On Wed, Nov 27, 2024 at 11:20 PM Max Kellermann max.kellermann@ionos.com wrote:
In two `break` statements, the call to ceph_release_page_vector() was missing, leaking the allocation from ceph_alloc_page_vector().
Cc: stable@vger.kernel.org Signed-off-by: Max Kellermann max.kellermann@ionos.com
fs/ceph/file.c | 2 ++ 1 file changed, 2 insertions(+)
diff --git a/fs/ceph/file.c b/fs/ceph/file.c index 4b8d59ebda00..24d0f1cc9aac 100644 --- a/fs/ceph/file.c +++ b/fs/ceph/file.c @@ -1134,6 +1134,7 @@ ssize_t __ceph_sync_read(struct inode *inode, loff_t *ki_pos, extent_cnt = __ceph_sparse_read_ext_count(inode, read_len); ret = ceph_alloc_sparse_ext_map(op, extent_cnt); if (ret) {
ceph_release_page_vector(pages, num_pages); ceph_osdc_put_request(req); break; }
@@ -1168,6 +1169,7 @@ ssize_t __ceph_sync_read(struct inode *inode, loff_t *ki_pos, op->extent.sparse_ext_cnt); if (fret < 0) { ret = fret;
ceph_release_page_vector(pages, num_pages); ceph_osdc_put_request(req); break; }
-- 2.45.2
On Thu, Nov 28, 2024 at 1:18 PM Alex Markuze amarkuze@redhat.com wrote:
Pages are freed in `ceph_osdc_put_request`, trying to release them this way will end badly.
I don't get it. If this ends badly, why does the other ceph_release_page_vector() call after ceph_osdc_put_request() in that function not end badly?
On Thu, Nov 28, 2024 at 1:28 PM Max Kellermann max.kellermann@ionos.com wrote:
On Thu, Nov 28, 2024 at 1:18 PM Alex Markuze amarkuze@redhat.com wrote:
Pages are freed in `ceph_osdc_put_request`, trying to release them this way will end badly.
I don't get it. If this ends badly, why does the other ceph_release_page_vector() call after ceph_osdc_put_request() in that function not end badly?
Look at this piece:
osd_req_op_extent_osd_data_pages(req, 0, pages, read_len, offset_in_page(read_off), false, false);
The last parameter is "own_pages". Ownership of these pages is NOT transferred to the osdc request, therefore ceph_osdc_put_request() will NOT free them, and this is really a leak bug and my patch fixes it.
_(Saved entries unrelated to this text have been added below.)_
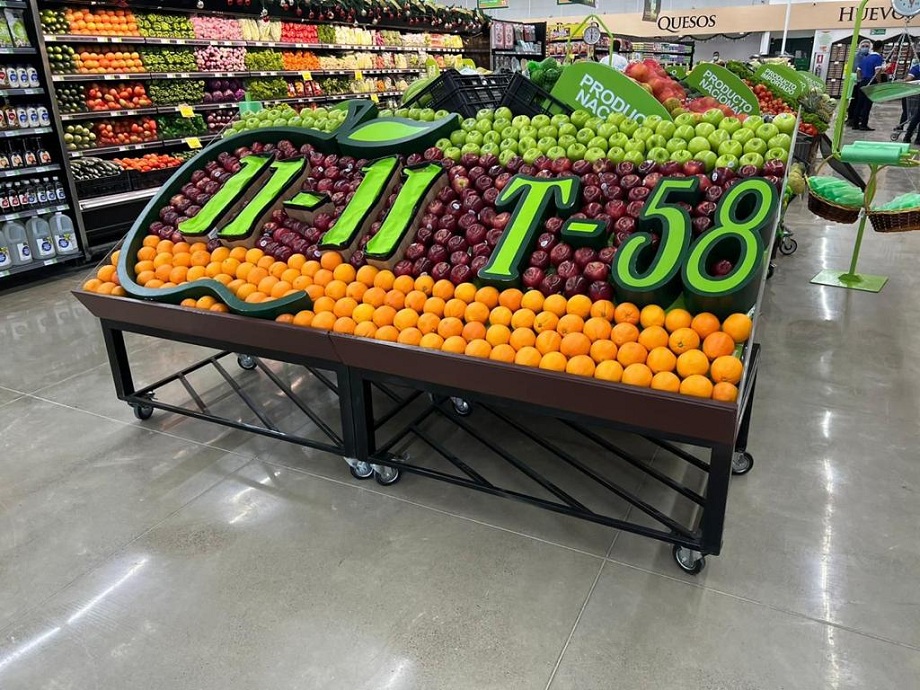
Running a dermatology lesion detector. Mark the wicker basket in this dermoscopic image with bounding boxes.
[869,208,920,232]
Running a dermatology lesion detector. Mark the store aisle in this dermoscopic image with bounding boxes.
[0,109,920,690]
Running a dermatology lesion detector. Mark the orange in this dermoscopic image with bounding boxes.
[423,297,444,318]
[393,309,418,330]
[722,314,753,343]
[444,297,466,319]
[664,309,693,333]
[415,313,441,334]
[361,288,387,309]
[511,308,537,328]
[460,321,486,342]
[639,326,668,352]
[537,348,569,371]
[374,304,396,328]
[620,363,654,388]
[396,328,422,345]
[464,338,498,359]
[677,350,709,378]
[610,321,639,347]
[712,381,738,402]
[588,340,618,362]
[489,345,517,362]
[508,328,537,350]
[438,316,463,338]
[594,359,623,382]
[559,333,591,357]
[703,331,735,359]
[540,290,569,316]
[690,311,719,340]
[498,288,520,311]
[617,342,648,367]
[454,283,476,304]
[475,285,499,309]
[565,295,591,319]
[514,347,542,367]
[415,275,434,297]
[645,347,677,374]
[431,279,454,303]
[406,290,428,314]
[668,327,700,355]
[351,304,375,323]
[652,371,680,393]
[591,299,616,321]
[534,331,562,355]
[441,335,466,354]
[533,311,559,333]
[709,355,744,383]
[680,374,712,398]
[639,304,665,328]
[582,316,613,343]
[463,297,492,323]
[565,355,594,377]
[292,309,313,326]
[374,326,399,343]
[418,333,444,350]
[489,307,512,326]
[613,302,639,326]
[486,323,512,347]
[556,314,585,336]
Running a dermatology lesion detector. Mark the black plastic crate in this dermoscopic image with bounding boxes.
[499,72,572,117]
[404,69,511,117]
[76,172,131,199]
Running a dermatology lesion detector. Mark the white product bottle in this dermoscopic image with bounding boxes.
[48,213,80,254]
[26,216,57,261]
[3,220,32,266]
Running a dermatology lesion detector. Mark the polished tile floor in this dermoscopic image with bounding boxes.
[0,108,920,690]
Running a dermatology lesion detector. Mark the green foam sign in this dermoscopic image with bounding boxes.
[552,62,672,122]
[754,62,805,98]
[686,62,760,115]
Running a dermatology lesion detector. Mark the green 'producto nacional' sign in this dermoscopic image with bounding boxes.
[754,63,805,98]
[687,62,760,115]
[552,62,672,122]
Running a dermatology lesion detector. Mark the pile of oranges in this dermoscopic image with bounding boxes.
[83,236,752,402]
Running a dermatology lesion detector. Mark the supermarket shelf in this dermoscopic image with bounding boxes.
[0,127,53,139]
[0,204,70,223]
[80,187,160,211]
[0,163,61,179]
[0,251,83,278]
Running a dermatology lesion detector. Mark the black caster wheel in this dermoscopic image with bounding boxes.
[671,544,706,575]
[732,450,754,474]
[236,355,256,371]
[779,237,799,256]
[131,405,153,422]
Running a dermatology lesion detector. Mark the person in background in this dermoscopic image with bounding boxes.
[849,40,885,132]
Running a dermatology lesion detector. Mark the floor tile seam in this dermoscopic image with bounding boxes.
[604,557,920,652]
[0,456,255,640]
[254,456,616,561]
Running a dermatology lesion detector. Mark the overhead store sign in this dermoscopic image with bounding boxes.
[687,62,760,115]
[552,62,671,122]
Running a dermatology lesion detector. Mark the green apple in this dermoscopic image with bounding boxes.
[687,137,711,155]
[716,153,738,168]
[719,117,741,134]
[584,145,607,163]
[718,139,744,158]
[738,151,763,170]
[560,141,588,161]
[665,137,687,153]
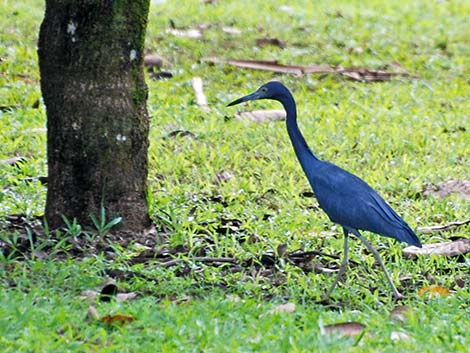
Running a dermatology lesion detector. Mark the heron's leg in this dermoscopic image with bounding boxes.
[323,228,349,300]
[351,229,403,299]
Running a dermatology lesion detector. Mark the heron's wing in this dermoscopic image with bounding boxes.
[309,161,419,245]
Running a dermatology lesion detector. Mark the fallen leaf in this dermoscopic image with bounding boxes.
[418,286,450,297]
[390,305,412,323]
[191,77,210,112]
[256,38,286,48]
[423,180,470,200]
[99,280,118,302]
[235,110,286,123]
[403,239,470,258]
[222,27,242,35]
[150,71,173,80]
[116,292,137,302]
[259,303,295,318]
[390,331,413,341]
[215,170,235,184]
[321,322,366,336]
[85,305,98,321]
[80,290,99,301]
[417,219,470,233]
[0,157,26,167]
[100,314,135,325]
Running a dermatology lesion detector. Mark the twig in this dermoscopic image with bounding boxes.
[417,219,470,233]
[191,77,210,112]
[287,250,340,260]
[159,256,238,267]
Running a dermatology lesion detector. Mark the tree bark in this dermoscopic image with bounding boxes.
[38,0,150,232]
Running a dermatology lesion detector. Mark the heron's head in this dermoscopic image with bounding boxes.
[227,81,290,107]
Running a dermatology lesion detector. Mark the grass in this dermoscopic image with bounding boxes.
[0,0,470,352]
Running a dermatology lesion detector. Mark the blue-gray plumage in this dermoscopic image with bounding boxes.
[228,81,421,298]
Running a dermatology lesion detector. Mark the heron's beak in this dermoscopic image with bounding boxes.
[227,91,261,107]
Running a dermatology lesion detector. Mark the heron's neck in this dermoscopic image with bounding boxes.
[281,95,318,164]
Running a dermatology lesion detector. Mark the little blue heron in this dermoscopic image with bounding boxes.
[228,81,421,299]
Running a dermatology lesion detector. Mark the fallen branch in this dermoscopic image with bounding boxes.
[204,57,415,82]
[417,219,470,233]
[158,256,238,267]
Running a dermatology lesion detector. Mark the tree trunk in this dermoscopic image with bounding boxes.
[38,0,150,232]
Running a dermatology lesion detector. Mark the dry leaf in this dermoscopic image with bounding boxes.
[99,280,118,302]
[390,331,412,341]
[215,170,235,184]
[85,305,98,321]
[418,286,450,297]
[403,239,470,257]
[390,305,412,323]
[222,27,242,35]
[116,292,137,302]
[321,322,366,336]
[259,303,295,318]
[100,314,135,325]
[80,290,99,301]
[235,110,286,123]
[191,77,210,112]
[0,157,26,167]
[423,180,470,200]
[256,38,286,48]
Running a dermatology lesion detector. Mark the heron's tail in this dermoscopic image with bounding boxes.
[396,224,423,248]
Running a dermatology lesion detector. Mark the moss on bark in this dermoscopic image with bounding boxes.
[38,0,149,231]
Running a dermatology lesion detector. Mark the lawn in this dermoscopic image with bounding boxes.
[0,0,470,352]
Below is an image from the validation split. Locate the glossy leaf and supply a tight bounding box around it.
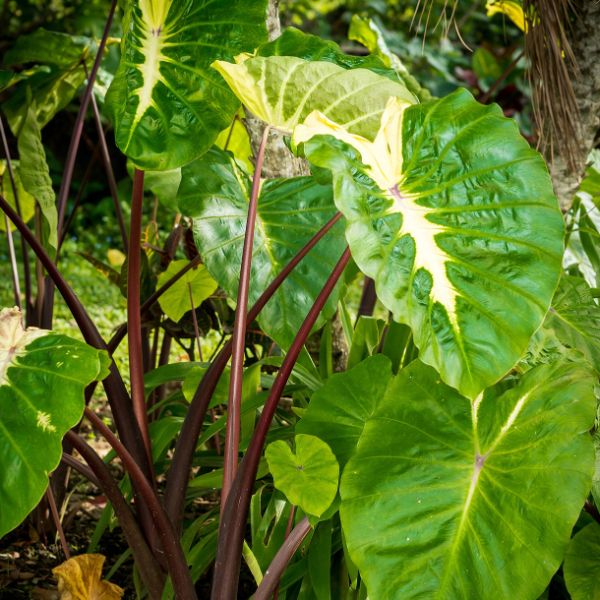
[296,354,392,468]
[17,102,58,248]
[52,554,125,600]
[544,275,600,372]
[265,434,340,517]
[0,309,107,537]
[213,56,416,137]
[179,150,345,347]
[156,259,217,323]
[294,90,563,398]
[563,522,600,600]
[338,361,595,600]
[215,109,254,174]
[106,0,266,170]
[348,15,431,102]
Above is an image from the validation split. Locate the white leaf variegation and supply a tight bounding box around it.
[0,308,108,538]
[212,55,417,137]
[0,306,48,385]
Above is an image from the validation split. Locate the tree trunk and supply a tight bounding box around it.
[550,0,600,211]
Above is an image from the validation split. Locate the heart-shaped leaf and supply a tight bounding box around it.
[106,0,266,170]
[0,309,108,538]
[179,149,345,348]
[156,259,217,323]
[213,56,416,137]
[337,361,595,600]
[296,354,392,468]
[294,90,564,398]
[265,434,340,517]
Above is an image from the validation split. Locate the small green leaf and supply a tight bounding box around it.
[17,101,58,248]
[348,15,431,102]
[0,308,108,538]
[0,160,35,231]
[156,259,218,323]
[544,275,600,373]
[106,0,266,171]
[563,522,600,600]
[256,27,398,82]
[179,149,346,348]
[332,361,596,600]
[265,434,340,517]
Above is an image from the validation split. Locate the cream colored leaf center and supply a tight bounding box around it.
[0,307,48,385]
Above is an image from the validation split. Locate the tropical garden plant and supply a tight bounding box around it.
[0,0,600,600]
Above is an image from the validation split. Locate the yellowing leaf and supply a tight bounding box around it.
[0,306,48,385]
[106,248,125,267]
[52,554,124,600]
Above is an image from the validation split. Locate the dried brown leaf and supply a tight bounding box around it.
[52,554,124,600]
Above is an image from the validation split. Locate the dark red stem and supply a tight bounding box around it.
[4,215,21,310]
[165,212,342,528]
[57,0,117,231]
[108,256,201,353]
[127,169,152,465]
[46,481,71,560]
[85,408,197,600]
[221,126,269,510]
[83,63,128,252]
[211,248,350,600]
[63,431,164,600]
[252,517,312,600]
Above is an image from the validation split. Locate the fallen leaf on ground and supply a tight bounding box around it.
[52,554,124,600]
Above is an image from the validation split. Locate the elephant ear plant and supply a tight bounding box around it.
[0,0,600,600]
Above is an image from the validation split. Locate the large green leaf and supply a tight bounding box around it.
[544,275,600,373]
[338,361,595,600]
[17,102,58,248]
[106,0,266,170]
[179,149,345,347]
[294,90,563,398]
[213,56,416,138]
[296,354,392,468]
[563,523,600,600]
[265,434,340,517]
[0,309,107,538]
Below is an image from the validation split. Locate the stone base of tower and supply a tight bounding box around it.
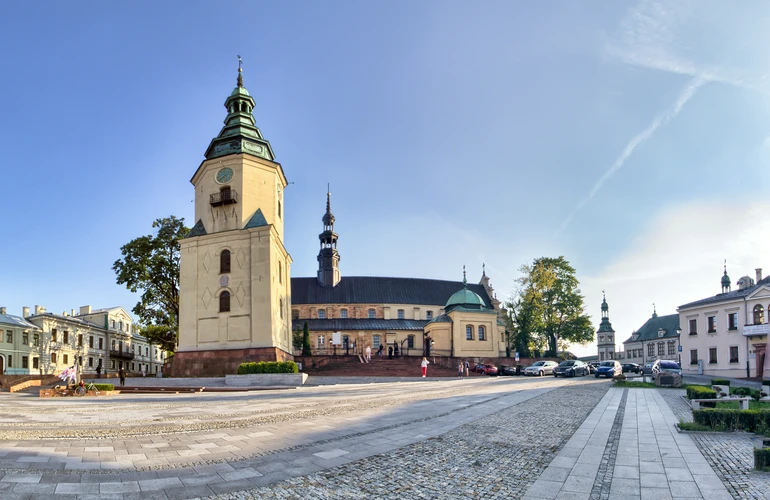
[170,347,294,377]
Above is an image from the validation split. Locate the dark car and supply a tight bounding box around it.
[553,360,589,377]
[623,363,642,373]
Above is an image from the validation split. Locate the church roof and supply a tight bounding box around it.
[623,314,679,344]
[291,276,492,306]
[292,318,428,332]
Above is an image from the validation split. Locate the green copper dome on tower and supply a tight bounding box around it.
[444,266,487,312]
[206,56,275,161]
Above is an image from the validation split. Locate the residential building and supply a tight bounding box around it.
[678,266,770,378]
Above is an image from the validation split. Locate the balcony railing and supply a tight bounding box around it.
[110,349,134,360]
[210,189,238,207]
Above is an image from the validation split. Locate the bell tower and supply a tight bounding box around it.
[173,56,292,376]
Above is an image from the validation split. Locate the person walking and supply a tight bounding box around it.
[420,358,430,378]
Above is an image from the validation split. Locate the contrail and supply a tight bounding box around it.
[554,76,708,236]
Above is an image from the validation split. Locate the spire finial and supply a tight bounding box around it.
[238,56,243,87]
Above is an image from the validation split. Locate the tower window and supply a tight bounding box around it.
[219,250,230,274]
[219,290,230,312]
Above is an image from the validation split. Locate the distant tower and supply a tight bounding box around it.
[596,291,615,361]
[722,261,730,293]
[318,186,340,287]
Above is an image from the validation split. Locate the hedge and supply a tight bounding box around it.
[687,385,717,399]
[692,409,770,433]
[238,361,299,375]
[730,387,761,401]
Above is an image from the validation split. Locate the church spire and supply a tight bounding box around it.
[206,56,275,161]
[318,184,341,287]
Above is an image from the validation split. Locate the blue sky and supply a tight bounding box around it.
[0,1,770,358]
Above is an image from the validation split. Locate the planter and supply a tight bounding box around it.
[225,373,307,387]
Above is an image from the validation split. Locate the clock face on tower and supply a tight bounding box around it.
[217,167,233,184]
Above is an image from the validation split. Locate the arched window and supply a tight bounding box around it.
[219,250,230,274]
[219,290,230,312]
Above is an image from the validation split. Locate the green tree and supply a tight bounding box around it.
[302,321,313,356]
[112,215,190,351]
[510,256,594,356]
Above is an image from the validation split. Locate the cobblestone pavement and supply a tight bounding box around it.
[661,389,770,499]
[201,383,609,499]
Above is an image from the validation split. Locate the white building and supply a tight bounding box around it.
[678,267,770,378]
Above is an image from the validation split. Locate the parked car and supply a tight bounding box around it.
[498,366,516,375]
[651,359,682,380]
[594,360,623,378]
[524,361,558,377]
[623,363,642,373]
[553,360,588,377]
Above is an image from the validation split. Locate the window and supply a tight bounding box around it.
[219,250,230,274]
[219,290,230,312]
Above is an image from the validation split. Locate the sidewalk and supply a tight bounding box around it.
[524,388,732,500]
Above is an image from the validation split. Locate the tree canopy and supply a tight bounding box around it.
[112,215,190,351]
[507,256,594,356]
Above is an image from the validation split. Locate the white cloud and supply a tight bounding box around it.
[571,201,770,355]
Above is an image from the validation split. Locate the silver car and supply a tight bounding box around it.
[524,361,559,377]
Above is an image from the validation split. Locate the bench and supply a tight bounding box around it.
[691,398,751,411]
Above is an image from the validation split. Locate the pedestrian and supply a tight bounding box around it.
[420,358,430,378]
I just saw this piece of code for the first time, I have no idea. What am I missing?
The ergonomics and error handling on this function seem awkward. I'll take a closer look on how to arrange it better.
On Thu, Nov 28, 2024 at 2:31 PM Max Kellermann max.kellermann@ionos.com wrote:
On Thu, Nov 28, 2024 at 1:28 PM Max Kellermann max.kellermann@ionos.com wrote:
On Thu, Nov 28, 2024 at 1:18 PM Alex Markuze amarkuze@redhat.com wrote:
Pages are freed in `ceph_osdc_put_request`, trying to release them this way will end badly.
I don't get it. If this ends badly, why does the other ceph_release_page_vector() call after ceph_osdc_put_request() in that function not end badly?
Look at this piece:
osd_req_op_extent_osd_data_pages(req, 0, pages, read_len, offset_in_page(read_off), false, false);
The last parameter is "own_pages". Ownership of these pages is NOT transferred to the osdc request, therefore ceph_osdc_put_request() will NOT free them, and this is really a leak bug and my patch fixes it.
I just saw this piece of code for the first time, I have no idea. What am I missing?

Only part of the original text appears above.